Postpartale Depression

"Eigentlich sollte ich glücklich sein..." und doch leiden viel mehr Frauen als vermutet an negativen Gefühlen, Schwere, Unsicherheit und Angst nachdem sie Mutter geworden sind. Die Geburt eines Kindes bringt große Veränderungen mit sich - im eigenen Leben und in der Partnerschaft. Ein Baby braucht erst einmal eine Rundum-Versorgung, eigene Bedürfnisse müssen hinten angestellt werden. Viele Kinder schreien viel und schlafen schlecht, lassen sich nur schwer beruhigen und halten ihre Eltern rundum die Uhr auf Trab. Mütter (und Väter) sind häufig übermüdet, chronisch erschöpft und schlicht und einfach am Ende ihrer Kräfte. Zudem kommt es bei Frauen im Zuge von Schwangerschaft und Geburt zu massiven körperlichen und hormonellen Veränderungen, was sich ebenfalls stark auf die Stimmung auswirken kann. Gesellschaftliche Erwartungen und Rollenvorgaben wie die "überglückliche junge strahlende Mutter", die voll und ganz in der Fürsorge für ihr Neugeborenes aufgeht, erzeugen zusätzlich Druck und alles in allem kann das schon mal zuviel werden und das vermeintliche Mutterglück verwandelt sich in großes Leid und Verzweiflung.

Baby Blues und "Heultage"

Das postpartale Stimmungstief oder auch Baby-Blues (amerikanischer Fachbegriff) bezeichnet ein kurzlebiges Stimmungstief in den ersten 10 Tagen nach der Entbindung, von dem ungefähr 50 bis 80 % aller Mütter betroffen sind.

 

Einige typische Kennzeichen dieses Stimmungstiefs sind:

 

 - Traurigkeit und häufiges Weinen

 

- Empfindsamkeit und Stimmungsschwankungen

 

- Müdigkeit und Erschöpfung

 

- Schlaf- und Ruhelosigkeit

 

- Ängstlichkeit und Reizbarkeit

 

- …
Da es sich beim Baby-Blues um eine zeitlich begrenzte und häufig vorkommende Erscheinung handelt, gilt er als normal und relativ harmlos.

Depression nach der Geburt eines Kindes

Wenn die Stimmungsschwankungen und Erschöpfungszustände in den ersten Wochen nach der Entbindung nicht abklingen oder im ersten Lebensjahr des Kindes wieder auftreten und andere Beschwerden hinzukommen, spricht man von einer postpartalen Depression.

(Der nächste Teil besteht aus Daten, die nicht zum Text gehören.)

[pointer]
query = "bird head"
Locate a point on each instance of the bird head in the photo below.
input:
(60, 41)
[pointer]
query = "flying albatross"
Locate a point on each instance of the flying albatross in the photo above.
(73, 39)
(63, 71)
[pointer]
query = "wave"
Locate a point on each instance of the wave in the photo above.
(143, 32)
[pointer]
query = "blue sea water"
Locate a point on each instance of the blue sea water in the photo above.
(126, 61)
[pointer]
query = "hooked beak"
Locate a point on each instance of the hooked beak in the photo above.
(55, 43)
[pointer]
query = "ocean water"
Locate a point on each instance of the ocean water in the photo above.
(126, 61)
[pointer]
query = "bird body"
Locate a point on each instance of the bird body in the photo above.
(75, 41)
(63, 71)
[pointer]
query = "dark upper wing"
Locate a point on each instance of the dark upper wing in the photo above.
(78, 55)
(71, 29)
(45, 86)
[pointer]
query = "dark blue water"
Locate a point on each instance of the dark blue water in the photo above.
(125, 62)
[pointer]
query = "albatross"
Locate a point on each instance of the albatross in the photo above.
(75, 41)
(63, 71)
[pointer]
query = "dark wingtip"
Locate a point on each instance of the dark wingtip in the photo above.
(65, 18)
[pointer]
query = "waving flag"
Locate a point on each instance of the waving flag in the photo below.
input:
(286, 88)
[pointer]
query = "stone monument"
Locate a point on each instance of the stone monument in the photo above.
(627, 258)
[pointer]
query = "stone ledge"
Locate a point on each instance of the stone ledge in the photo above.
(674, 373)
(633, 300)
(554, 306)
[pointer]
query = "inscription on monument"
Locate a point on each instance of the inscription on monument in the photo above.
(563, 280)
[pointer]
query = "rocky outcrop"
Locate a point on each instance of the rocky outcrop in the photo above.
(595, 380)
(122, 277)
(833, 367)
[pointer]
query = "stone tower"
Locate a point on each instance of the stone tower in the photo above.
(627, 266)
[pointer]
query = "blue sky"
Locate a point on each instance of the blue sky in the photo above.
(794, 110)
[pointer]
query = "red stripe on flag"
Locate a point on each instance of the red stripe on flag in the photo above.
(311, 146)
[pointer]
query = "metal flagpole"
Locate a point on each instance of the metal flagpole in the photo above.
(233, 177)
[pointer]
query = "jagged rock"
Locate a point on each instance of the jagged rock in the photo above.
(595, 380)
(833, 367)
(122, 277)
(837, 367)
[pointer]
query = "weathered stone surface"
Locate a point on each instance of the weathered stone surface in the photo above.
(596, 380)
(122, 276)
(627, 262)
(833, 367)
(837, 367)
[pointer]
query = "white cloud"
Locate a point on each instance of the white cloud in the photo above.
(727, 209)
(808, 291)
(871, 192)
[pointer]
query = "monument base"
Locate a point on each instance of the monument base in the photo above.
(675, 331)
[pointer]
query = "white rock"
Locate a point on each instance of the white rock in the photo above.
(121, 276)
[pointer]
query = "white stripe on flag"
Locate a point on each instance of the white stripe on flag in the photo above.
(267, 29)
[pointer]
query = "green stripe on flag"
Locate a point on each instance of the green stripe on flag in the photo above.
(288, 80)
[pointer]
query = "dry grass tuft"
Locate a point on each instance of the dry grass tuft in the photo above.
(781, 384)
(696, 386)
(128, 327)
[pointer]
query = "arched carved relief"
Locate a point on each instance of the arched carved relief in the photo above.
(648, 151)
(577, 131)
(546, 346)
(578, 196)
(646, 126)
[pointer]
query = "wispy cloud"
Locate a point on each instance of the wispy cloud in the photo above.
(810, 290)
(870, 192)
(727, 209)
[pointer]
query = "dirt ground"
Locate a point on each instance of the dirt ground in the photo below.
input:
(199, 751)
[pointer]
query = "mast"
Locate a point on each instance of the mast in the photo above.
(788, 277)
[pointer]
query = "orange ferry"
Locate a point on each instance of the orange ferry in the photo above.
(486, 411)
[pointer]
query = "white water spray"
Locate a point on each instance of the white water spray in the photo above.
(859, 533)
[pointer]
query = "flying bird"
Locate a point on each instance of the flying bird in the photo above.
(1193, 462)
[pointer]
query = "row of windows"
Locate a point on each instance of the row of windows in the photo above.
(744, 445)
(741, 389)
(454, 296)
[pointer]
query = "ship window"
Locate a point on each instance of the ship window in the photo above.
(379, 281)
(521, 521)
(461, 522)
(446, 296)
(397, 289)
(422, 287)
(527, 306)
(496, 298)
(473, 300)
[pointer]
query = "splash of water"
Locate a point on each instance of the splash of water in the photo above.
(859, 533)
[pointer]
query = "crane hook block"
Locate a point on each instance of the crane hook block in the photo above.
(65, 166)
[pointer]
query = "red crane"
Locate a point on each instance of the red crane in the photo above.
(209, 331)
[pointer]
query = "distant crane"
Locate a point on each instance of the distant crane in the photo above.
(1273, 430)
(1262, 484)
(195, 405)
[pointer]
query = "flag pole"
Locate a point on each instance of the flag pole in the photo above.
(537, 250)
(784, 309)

Typisch ist eine schleichende Entwicklung, die sich folgendermaßen zeigen kann:

 

- Müdigkeit, Erschöpfung, Energiemangel ("ich kann nicht mehr")

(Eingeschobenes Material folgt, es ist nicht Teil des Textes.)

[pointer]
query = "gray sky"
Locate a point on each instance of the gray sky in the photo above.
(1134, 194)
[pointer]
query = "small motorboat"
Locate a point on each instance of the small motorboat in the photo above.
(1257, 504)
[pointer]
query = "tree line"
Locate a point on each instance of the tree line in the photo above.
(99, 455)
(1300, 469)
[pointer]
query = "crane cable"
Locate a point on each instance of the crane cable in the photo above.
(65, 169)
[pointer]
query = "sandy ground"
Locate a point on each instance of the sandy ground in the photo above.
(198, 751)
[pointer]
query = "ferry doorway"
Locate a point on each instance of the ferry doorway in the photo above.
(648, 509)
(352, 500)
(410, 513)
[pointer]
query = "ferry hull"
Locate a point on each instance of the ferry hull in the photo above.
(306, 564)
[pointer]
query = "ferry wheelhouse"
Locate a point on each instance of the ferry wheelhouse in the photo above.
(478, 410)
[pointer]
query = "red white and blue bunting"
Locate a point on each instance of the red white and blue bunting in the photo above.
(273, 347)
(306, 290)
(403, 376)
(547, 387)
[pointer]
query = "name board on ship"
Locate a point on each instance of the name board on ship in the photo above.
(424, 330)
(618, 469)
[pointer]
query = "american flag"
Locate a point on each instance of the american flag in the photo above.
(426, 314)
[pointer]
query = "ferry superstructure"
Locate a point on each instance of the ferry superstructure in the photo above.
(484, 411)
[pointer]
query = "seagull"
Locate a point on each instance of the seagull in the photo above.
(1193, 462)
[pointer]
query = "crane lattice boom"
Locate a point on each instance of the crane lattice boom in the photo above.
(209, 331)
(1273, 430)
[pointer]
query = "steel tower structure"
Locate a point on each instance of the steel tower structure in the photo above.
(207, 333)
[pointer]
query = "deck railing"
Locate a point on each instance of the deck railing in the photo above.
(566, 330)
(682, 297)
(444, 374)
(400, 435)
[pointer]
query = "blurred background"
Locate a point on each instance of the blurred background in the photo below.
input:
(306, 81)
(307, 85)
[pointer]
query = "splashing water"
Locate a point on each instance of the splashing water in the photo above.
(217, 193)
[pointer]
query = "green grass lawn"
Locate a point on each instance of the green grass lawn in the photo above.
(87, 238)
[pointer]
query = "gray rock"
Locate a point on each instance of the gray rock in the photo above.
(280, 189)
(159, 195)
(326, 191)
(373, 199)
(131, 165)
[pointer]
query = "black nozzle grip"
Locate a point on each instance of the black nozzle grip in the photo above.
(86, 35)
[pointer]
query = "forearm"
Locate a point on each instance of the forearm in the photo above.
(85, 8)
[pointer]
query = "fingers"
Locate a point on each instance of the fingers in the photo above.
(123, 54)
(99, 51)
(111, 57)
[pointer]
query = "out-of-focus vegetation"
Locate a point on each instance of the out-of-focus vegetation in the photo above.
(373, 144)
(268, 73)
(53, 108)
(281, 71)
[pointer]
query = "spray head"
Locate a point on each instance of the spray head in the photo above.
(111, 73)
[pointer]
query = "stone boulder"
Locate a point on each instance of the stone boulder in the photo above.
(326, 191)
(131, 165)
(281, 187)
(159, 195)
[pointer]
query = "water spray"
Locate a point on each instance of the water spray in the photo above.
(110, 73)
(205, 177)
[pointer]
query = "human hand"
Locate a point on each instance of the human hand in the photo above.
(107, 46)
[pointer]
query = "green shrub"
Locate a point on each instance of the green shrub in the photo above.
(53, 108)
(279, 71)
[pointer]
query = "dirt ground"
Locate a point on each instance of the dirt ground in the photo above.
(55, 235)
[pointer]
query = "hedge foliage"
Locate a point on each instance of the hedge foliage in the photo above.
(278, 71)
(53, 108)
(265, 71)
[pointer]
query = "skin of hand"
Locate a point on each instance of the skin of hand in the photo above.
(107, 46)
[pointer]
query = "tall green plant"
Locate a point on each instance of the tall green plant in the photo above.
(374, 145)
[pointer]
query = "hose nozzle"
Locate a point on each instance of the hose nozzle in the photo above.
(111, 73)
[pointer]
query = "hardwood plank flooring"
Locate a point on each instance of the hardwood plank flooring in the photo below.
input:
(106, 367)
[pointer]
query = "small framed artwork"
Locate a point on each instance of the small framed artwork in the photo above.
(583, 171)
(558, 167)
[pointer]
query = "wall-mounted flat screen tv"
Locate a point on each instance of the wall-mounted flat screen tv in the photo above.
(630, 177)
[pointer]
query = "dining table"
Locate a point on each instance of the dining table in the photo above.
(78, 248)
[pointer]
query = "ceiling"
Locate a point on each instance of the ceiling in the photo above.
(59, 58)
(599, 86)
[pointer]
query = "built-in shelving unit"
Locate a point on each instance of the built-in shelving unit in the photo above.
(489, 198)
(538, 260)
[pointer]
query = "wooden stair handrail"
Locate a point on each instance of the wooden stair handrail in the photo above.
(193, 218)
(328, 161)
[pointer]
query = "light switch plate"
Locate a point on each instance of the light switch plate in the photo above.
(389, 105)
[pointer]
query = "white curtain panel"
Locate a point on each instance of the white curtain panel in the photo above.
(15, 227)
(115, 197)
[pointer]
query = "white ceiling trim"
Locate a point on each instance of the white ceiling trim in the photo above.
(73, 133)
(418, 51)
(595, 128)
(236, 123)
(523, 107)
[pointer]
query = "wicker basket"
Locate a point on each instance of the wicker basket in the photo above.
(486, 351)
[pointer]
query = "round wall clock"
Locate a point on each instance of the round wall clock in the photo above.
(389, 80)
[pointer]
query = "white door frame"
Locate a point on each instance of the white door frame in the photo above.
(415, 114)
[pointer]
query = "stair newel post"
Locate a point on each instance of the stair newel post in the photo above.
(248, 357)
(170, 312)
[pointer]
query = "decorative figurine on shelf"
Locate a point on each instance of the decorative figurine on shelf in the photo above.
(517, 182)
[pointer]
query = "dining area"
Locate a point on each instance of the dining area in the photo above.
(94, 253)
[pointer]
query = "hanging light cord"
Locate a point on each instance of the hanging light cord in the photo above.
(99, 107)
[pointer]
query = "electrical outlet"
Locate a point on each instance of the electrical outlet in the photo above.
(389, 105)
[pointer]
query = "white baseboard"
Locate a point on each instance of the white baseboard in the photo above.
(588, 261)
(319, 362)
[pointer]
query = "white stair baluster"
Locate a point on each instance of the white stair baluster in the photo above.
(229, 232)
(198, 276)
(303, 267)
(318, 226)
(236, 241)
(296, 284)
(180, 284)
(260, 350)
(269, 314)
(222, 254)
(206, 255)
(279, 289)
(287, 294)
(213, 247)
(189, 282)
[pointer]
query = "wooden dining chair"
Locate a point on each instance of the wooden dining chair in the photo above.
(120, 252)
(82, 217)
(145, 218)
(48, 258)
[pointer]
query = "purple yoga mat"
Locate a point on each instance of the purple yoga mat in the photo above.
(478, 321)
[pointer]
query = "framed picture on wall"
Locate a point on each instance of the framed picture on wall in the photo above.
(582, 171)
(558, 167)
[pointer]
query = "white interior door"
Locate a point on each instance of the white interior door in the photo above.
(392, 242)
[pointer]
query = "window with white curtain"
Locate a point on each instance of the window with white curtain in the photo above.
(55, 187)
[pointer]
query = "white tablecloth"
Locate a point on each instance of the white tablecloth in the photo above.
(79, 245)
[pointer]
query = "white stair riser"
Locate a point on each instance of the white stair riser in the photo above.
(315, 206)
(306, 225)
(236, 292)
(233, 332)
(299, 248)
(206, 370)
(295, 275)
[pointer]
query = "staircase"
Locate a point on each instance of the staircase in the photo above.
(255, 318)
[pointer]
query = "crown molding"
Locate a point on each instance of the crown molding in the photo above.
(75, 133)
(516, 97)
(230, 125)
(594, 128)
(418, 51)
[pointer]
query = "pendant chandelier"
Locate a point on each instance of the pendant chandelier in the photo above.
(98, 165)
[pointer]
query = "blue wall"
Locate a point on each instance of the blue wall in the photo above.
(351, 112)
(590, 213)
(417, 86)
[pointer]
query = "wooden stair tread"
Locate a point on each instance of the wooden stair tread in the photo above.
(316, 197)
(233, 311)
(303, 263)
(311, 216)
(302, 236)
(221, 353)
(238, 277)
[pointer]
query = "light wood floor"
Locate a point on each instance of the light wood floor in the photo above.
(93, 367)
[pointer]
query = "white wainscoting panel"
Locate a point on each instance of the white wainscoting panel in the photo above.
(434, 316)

- Traurigkeit, häufiges Weinen ("ich will nicht mehr")

- Angst, das Baby nicht gut genug zu versorgen ("ich kann das nicht")

- Schuldgefühle

- mangelndes Selbstvertrauen

- Inneres Leeregefühl

- Konzentrations-, Appetit-, Schlafstörungen ("ich kann nicht mehr schlafen/essen/denken")

- Ängste, Panikattacken, Zwangsgedanken

- Reizbarkeit

- sozialer Rückzug

- Suizidgedanken ("ich will nicht mehr leben")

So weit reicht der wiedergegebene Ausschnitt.